While it is important to demonstrate the link between technology and improved patient care, it is equally important to contextualize the adoption of technology as an evolutionary process within broader systemic changes. Technology must be understood as a means to an end rather than an end in itself. In the past, other investigators have focused on the implementation of technology as a change agent,^23-26 typically viewing it as a top-down process initiated by management. In contrast, we focus on the adoption of technology as a result of the interplay between top-down support by management and user buy-in as a bottom-up process within the context of workflow improvement. We found that the adoption of technology will fail without broad-based worker buy-in. Sustainability occurred at the intersection of support initiated by administration and buy-in from users who experienced improved workflow. This paper examines how we used our Web-based reporting system as a technological change agent in continuous process improvement of patient safety initiatives at an academic medical center.

Methods

Web-based Method of Occurrence Report Collection

Prior to December 2002, occurrence reports at the University of Mississippi Hospitals and Clinics (UMHC) were collected using a paper-based reporting mechanism. In December 2002, a Web-based system of collecting occurrence reports was introduced campus-wide. Occurrence reports are used to collect information on all medication errors or mistakes regardless of whether or not they resulted in patient harm. An occurrence report icon was placed on all personal computers within the UMHC system including inpatient, ambulatory, and administrative sites (e.g., administrator offices) (Figure 1). As a result, all providers and staff have easy access for reporting. To ensure confidentiality and anonymity, the reporter has the option of accessing the Web occurrence report using a universal access code either from clinical workstations or from his or her private office. The occurrence report icon is linked directly to an electronic form with drop-down boxes and text options (Figure 2). This form requires a minimal amount of typing for answers, ensuring both accuracy and consistency of the data, and lessening the time it takes to complete the report.
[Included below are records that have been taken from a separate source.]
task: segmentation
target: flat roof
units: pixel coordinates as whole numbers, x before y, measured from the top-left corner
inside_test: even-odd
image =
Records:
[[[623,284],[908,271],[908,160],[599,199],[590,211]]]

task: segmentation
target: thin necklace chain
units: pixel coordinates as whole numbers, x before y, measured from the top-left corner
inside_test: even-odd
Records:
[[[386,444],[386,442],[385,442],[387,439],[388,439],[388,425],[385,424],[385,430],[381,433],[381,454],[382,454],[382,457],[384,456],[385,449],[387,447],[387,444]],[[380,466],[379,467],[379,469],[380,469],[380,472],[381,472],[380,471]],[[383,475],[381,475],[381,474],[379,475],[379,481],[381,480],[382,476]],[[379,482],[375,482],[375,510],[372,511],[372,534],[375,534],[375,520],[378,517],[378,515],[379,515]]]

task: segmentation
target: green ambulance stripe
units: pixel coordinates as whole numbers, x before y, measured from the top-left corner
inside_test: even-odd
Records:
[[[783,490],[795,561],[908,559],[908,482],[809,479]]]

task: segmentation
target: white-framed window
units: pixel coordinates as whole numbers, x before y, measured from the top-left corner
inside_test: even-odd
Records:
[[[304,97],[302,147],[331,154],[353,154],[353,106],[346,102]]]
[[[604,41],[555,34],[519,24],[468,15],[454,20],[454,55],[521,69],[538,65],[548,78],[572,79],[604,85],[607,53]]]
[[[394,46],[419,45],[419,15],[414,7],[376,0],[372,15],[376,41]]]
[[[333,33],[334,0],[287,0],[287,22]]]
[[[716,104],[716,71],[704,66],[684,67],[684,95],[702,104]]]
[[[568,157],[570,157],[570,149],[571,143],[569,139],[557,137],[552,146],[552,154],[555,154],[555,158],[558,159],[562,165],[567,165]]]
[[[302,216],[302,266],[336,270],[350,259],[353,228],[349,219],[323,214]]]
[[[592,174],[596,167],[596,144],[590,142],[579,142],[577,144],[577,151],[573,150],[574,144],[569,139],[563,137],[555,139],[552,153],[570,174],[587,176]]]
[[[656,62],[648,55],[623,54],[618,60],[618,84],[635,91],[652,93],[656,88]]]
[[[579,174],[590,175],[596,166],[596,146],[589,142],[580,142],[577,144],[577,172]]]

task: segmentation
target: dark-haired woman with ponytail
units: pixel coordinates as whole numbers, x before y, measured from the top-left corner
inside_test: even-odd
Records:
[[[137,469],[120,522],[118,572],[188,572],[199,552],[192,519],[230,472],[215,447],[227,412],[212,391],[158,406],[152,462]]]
Unlike most Web-based systems that are self-contained and do not interface with other information systems within the hospital, our occurrence report Web page is linked to the SoftMed ClinTrac data system, containing clinical, financial, and demographic patient data. The ClinTrac system is a comprehensive software tool that combines risk management, quality management, medical record abstracting, clinical data, and financial data. Data are automatically scrubbed to eliminate duplicates and non-patient events before being entered into the system. To further ensure data accuracy, the reported patient’s name, medical record number, and billing number on the occurrence report must match data from corresponding administrative records for the Web form to be accepted and stored in the database.
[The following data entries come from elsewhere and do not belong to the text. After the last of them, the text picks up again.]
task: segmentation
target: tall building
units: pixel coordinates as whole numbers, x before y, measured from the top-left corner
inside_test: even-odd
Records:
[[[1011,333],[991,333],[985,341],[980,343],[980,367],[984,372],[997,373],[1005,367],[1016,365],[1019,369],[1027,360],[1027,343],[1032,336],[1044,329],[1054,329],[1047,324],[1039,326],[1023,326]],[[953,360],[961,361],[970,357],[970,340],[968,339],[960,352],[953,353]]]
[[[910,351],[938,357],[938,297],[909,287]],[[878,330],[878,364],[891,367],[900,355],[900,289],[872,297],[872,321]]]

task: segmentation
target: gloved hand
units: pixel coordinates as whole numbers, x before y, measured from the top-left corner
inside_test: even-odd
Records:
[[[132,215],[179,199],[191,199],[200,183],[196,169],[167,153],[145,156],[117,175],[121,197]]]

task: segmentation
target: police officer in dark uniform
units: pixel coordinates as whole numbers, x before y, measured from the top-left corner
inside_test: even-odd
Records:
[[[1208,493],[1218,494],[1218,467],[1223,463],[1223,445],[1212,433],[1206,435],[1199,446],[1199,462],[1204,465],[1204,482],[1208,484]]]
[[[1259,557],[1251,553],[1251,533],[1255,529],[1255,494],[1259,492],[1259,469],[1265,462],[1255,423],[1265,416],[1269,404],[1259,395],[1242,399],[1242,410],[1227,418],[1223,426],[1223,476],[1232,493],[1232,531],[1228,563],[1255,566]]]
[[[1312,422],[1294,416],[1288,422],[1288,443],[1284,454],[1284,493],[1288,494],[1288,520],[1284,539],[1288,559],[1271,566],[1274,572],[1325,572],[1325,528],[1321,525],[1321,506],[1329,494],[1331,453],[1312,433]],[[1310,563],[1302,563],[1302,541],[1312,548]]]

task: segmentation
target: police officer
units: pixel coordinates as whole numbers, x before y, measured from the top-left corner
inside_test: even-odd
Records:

From an operational perspective, data entered into the occurrence report system are sent directly to the risk management department. A clinical nurse coordinator begins the analysis process by e-mailing the occurrence information to appropriate healthcare providers. The nurse manager on the floor investigates the event and sends an e-mail message with additional information to a clinical nurse coordinator for final analysis. The clinical nurse coordinator then completes the report in the ClinTrac system for in-house reports (e.g., to the Patient Safety Council) or for further analysis for quality improvement reports and initiatives. At each stage, automated time logs are processed to improve accountability and to establish work standards for processing medication error occurrence reports. Time logs allow us to determine how long it took to work on each error at a particular stage in the process. For example, we know how long the floor nurses worked on an error before sending the results of their investigation back to risk management.

Data

Primary data from the Web-based reporting system were collected from January 2003 to June 2005. Our analysis focuses on the following monthly patterns: the number of errors reported; who discovered the error; whether or not the error reached the patient; and whether or not those errors that reached the patient resulted in patient harm. Our outcome measure severity is reporter driven; individuals choose from nine options. The options range in hierarchical sequence from having the capacity to cause error to possibly contributing to or resulting in the patient’s death. For the purpose of our analysis, reported severity is then grouped into three categories: intercepted, no harm, and patient harm (Table 1).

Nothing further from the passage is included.